Red Canary, a security ally for businesses, has recently announced a number of significant updates to its SaaS (Software-as-a-Service)-based Security Operations Platform. Companies of all sizes around the world already use the Red Canary solution to detect threats, respond to incidents and improve their security operations. The original platform offers customers effective MDR (Managed Detection and Response), which has the ability to run alongside other leading XDR platforms, creating a multi-layered security defence. The new expanded changes, however, will drastically improve the vendor’s capabilities for identity-based threat detection, alert management, automation and managed response, providing customers with more security and a better user-experience.
Why use a SaaS-based Security Operations platform?
With the surge in attacks and potential threats, security teams find themselves stretched thin, failing to keep up with the number of alerts coming in. MDR provides more than just security alert notifications, but also supports companies in their response and remediation process. This solution goes beyond solely pointing out a security issue and works toward creating a fix. Put simply: “Don’t you want someone who will solve the problem instead of just telling you there is one? It’s a more mature approach…”
In fact, the latest version of Red Canary’s new Security Operations Platform provides customers with:
- Vendor-neutral for MDR endpoints: Customers will receive Managed Detection and Response across all leading EDR products. This includes Microsoft Defender for Endpoint.
- EDR Migration tools: The new solution includes tools to ensure successful migrations, without impacting security operations or causing downtime.
- Platform-neutral MDR for infrastructure: This will offer a new threat detection service optimised for Linux production systems, regardless of where they are deployed. It allows customers who cannot deploy third-party EDR Linux agents, to use an MDR service without any issues, while also providing a higher standard of security when moving to the cloud.

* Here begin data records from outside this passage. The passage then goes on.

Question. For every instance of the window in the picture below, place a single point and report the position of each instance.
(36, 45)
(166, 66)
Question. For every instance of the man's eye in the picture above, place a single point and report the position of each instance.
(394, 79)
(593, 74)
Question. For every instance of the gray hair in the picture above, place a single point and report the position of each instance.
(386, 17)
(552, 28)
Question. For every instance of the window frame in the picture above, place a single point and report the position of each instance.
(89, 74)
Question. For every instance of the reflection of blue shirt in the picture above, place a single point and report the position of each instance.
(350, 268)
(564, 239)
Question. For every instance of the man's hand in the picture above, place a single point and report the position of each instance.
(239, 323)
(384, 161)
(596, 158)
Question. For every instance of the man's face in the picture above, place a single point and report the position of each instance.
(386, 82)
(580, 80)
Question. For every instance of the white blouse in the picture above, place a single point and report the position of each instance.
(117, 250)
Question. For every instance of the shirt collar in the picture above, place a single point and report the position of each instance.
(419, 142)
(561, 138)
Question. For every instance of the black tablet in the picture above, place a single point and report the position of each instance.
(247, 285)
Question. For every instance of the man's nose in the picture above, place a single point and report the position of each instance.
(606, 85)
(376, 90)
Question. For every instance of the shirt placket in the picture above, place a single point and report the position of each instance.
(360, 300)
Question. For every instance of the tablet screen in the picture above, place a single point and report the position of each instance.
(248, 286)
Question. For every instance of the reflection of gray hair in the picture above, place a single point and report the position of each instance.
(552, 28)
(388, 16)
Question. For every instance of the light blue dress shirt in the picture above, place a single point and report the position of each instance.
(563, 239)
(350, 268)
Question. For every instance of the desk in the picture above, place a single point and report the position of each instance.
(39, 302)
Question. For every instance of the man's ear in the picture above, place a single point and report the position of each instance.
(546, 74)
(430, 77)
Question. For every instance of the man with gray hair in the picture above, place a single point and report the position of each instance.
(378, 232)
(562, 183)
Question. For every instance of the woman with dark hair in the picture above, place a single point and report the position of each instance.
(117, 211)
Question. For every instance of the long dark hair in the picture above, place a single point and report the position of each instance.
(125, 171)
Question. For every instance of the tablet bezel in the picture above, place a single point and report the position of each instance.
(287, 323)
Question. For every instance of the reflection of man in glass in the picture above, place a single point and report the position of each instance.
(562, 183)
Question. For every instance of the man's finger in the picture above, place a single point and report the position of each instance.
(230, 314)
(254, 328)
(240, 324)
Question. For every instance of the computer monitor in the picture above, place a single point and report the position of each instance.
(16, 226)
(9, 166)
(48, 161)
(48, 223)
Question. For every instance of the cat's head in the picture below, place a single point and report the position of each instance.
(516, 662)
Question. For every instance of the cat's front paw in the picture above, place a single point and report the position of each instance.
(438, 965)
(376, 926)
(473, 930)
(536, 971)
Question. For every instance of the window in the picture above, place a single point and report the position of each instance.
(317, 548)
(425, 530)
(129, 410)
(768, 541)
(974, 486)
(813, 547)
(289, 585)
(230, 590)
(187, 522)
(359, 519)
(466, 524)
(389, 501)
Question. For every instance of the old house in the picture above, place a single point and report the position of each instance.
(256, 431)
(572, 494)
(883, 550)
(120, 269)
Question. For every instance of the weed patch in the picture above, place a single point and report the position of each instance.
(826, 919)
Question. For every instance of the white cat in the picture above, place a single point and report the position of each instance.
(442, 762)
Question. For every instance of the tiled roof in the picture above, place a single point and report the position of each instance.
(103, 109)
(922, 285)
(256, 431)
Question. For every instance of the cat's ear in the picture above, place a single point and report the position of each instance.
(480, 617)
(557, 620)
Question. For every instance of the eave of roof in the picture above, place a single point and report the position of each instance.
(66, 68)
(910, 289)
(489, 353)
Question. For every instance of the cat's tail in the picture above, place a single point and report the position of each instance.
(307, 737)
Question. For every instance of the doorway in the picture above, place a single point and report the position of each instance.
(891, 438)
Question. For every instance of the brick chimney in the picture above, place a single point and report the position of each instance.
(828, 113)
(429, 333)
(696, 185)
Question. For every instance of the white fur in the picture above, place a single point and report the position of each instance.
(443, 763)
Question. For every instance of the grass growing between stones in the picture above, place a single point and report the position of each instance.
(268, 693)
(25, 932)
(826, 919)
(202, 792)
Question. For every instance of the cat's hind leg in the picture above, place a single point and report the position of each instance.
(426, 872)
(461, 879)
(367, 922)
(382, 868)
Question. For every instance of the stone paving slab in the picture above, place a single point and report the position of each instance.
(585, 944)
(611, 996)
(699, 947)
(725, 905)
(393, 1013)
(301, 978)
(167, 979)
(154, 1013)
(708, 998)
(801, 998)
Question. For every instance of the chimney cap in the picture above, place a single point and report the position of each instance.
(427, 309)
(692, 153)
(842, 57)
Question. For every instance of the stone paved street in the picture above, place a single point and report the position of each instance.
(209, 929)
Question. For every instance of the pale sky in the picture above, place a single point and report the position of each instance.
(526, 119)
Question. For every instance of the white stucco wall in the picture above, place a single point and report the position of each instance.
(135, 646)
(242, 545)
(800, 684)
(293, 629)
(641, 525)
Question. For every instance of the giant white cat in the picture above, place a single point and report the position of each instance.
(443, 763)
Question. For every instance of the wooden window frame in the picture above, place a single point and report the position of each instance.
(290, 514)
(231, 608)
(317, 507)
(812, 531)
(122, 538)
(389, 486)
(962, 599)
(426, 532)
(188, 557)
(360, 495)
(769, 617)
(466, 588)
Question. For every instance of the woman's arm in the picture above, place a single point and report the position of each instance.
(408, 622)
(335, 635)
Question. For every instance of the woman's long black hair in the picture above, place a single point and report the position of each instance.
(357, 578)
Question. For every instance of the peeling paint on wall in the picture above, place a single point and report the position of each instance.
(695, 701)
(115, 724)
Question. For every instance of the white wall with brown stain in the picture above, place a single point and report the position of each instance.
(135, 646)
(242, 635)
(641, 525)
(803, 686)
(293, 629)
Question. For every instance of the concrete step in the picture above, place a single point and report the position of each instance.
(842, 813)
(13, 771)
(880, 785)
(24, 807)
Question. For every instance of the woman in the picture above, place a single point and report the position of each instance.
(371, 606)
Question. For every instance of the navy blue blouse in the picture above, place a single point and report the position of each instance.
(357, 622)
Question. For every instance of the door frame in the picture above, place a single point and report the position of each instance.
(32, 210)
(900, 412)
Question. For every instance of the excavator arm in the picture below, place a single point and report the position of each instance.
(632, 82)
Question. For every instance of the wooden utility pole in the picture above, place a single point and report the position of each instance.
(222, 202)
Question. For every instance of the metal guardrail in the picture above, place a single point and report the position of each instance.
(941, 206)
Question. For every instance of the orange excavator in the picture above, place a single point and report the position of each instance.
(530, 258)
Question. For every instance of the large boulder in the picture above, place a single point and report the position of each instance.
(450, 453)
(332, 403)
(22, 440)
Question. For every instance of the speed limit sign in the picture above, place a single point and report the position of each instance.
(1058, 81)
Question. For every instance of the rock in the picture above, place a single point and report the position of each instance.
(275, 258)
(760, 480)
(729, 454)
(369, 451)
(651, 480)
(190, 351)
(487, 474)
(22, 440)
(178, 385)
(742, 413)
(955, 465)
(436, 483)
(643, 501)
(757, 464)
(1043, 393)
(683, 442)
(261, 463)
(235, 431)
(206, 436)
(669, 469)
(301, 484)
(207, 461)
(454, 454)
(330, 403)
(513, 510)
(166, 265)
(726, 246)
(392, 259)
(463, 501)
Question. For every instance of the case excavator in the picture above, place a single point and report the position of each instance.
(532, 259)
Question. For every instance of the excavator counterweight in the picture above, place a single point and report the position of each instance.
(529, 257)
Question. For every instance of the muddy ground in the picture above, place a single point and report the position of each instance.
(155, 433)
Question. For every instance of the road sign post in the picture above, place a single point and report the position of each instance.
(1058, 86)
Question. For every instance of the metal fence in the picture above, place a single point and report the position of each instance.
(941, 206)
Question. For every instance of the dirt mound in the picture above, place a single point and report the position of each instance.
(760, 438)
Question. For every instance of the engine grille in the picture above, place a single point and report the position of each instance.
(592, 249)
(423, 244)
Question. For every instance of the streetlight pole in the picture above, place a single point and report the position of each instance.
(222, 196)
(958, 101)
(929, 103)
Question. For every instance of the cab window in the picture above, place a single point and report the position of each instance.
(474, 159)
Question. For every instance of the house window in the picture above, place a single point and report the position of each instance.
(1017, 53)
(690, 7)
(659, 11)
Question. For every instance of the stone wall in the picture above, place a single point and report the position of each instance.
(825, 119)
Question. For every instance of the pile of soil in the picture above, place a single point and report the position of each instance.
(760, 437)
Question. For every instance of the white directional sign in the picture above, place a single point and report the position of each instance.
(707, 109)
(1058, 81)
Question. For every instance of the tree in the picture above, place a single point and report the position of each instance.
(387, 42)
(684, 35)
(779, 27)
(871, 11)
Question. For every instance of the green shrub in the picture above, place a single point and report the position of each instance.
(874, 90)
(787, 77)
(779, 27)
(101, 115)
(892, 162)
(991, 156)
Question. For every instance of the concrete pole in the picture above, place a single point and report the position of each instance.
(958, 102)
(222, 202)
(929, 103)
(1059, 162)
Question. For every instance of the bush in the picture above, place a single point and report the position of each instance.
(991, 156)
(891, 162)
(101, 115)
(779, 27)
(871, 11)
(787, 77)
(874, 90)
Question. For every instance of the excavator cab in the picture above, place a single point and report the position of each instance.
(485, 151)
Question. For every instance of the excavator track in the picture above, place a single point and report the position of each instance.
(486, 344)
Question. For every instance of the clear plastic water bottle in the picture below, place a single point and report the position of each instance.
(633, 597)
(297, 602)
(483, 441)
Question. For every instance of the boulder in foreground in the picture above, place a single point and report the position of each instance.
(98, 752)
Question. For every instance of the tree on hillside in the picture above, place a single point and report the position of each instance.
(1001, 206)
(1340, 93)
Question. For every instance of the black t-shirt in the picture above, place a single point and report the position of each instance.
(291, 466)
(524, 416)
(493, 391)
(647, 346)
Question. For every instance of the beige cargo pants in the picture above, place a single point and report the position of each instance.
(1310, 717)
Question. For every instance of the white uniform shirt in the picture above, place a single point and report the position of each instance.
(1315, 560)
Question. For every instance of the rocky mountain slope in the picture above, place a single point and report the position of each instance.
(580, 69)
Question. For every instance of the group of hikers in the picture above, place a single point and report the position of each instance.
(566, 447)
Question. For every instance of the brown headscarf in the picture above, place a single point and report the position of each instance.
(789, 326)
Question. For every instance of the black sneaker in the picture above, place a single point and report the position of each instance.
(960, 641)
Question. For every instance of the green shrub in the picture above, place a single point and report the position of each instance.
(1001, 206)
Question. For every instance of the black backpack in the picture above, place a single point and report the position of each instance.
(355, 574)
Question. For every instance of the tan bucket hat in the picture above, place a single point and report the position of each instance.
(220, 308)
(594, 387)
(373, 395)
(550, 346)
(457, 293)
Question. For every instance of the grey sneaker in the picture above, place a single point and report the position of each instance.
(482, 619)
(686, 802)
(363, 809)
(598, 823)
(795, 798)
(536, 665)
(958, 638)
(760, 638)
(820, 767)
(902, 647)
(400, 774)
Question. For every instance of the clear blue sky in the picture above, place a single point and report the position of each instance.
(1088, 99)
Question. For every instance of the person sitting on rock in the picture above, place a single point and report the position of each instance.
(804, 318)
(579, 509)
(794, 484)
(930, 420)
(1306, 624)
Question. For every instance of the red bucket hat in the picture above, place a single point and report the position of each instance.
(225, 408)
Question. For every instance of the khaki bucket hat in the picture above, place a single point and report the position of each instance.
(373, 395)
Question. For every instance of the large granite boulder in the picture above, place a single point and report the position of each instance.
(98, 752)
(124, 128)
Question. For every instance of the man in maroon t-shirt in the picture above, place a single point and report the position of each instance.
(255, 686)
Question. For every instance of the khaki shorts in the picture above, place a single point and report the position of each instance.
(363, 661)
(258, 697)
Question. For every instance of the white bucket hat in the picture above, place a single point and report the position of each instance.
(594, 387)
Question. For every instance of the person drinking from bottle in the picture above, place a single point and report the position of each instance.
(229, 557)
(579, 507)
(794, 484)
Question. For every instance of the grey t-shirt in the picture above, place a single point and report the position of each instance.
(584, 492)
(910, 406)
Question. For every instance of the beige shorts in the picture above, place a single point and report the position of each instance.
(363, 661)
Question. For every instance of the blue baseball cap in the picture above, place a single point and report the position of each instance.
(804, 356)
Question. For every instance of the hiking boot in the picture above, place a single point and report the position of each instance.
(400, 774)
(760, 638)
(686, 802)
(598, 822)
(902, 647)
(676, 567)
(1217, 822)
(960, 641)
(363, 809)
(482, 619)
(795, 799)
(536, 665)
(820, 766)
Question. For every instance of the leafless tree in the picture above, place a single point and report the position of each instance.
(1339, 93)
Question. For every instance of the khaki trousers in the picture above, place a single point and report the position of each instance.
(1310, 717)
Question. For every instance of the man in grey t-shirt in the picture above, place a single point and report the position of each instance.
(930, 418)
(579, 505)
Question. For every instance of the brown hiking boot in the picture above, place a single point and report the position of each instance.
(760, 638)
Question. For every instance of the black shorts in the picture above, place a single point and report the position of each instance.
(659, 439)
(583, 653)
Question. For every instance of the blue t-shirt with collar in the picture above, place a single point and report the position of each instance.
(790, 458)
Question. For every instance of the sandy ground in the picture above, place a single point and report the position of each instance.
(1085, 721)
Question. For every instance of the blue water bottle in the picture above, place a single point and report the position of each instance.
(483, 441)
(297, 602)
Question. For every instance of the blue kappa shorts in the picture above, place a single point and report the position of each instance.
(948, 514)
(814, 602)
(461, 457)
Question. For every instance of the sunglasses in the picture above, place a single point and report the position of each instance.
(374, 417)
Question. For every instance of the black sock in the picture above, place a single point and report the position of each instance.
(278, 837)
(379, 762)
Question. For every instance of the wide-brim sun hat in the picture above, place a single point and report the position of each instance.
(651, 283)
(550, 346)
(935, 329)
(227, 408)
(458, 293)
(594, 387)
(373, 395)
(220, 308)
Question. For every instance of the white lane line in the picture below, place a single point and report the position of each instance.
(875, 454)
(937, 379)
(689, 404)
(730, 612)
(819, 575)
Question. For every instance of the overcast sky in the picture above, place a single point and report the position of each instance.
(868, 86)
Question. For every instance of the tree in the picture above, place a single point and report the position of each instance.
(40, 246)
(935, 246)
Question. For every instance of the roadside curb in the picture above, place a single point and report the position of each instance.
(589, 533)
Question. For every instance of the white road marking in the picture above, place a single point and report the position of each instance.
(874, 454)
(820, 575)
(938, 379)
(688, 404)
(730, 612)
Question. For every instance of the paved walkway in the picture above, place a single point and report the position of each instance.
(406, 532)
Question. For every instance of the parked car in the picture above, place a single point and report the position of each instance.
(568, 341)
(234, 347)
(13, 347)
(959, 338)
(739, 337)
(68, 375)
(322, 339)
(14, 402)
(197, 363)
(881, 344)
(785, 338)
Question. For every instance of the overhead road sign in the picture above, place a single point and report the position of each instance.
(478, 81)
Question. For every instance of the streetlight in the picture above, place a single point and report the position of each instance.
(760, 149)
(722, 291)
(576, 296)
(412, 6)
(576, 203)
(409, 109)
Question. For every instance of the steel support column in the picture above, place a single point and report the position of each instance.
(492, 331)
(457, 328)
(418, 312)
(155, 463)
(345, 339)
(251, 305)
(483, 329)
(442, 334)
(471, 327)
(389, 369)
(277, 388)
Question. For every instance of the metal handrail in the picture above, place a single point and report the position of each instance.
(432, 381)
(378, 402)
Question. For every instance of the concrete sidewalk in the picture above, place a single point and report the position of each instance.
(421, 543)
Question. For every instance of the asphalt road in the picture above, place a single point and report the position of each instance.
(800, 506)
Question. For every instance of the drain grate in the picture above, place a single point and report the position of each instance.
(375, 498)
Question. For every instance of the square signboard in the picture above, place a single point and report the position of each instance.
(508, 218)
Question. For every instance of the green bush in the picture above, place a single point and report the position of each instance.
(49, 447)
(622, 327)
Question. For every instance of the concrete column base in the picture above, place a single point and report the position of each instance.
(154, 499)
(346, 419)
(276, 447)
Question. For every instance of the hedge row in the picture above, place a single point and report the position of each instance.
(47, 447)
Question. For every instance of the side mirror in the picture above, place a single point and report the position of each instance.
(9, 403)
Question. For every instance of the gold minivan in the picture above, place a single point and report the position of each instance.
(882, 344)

- Account compromise detection: Red Canary’s platform includes new capabilities for account compromise detection. These use data from a customer’s Defender for Identity instance and applies behavioural analytics to detect suspicious or unusual patterns in account access.
- Integrated alert management and triage: Built-in workflow automations playbooks will help customers respond consistently and efficiently to potential threats.
- Risk reporting and benchmarking: Customers will be able to perform regular analyses and reports, relative to earlier periods, other companies in the same industry and organisations of similar size. As such, security leaders can report to their executive teams and boards on the effectiveness of their security controls and their impact on business risk.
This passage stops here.